Aku memang merakit mesin perjalanan waktuku dari sirkuit, microchip, dan kabel pintar. Tetapi para dewa atau sihir atau takdir yang mengendalikannya. Mungkin aku seorang penemu yang suka membaca terlalu banyak memasukkan dirinya ke dalam ciptaannya. Atau seorang sastrawan perekayasa yang tak dapat memisahkan DNA campurannya sendiri.

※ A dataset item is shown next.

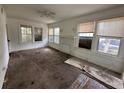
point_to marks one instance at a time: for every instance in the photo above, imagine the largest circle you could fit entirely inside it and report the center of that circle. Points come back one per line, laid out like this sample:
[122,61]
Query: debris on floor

Ketika aku mengaktifkannya pertama kali, kerlip, getar, dan jerit menarikku dari kursi kendali, dan aku mendapati diriku berdiri di ruangan gelap gulita. Apakah aku maju atau mundur?
Cahaya menerobos jendela berjeruji, menyorot seorang lelaki compang-camping terbaring di dipan, Matanya tenggelam jauh ke dalam kepalanya, terengah-engah dalam apa yang merupakan napas terakhirnya. Di sampingnya duduk pria kedua, mengenakan mantel kotor, menulis dalam terang cahaya lilin di meja kecil.
Aku mengangkat tangan untuk berbicara, khawatir akan menghentikan napas orang yang sekarat itu, tetapi aku bisa melihatnya melalui tanganku. Aku telah menjadi kabut asap, hantu, dan aku tahu mesinku telah melontarkanku mengarungi waktu, tetapi hanya sebagai arwah. Bagi mereka, aku pengamat bisu dan tak terlihat.
Aku sudah curiga ketika merancang mesinku. Perjalanan waktu ada, tetapi aku takkan dapat berinteraksi dengan masa lalu atau masa depan. Alam semesta menjaga kesuciannya.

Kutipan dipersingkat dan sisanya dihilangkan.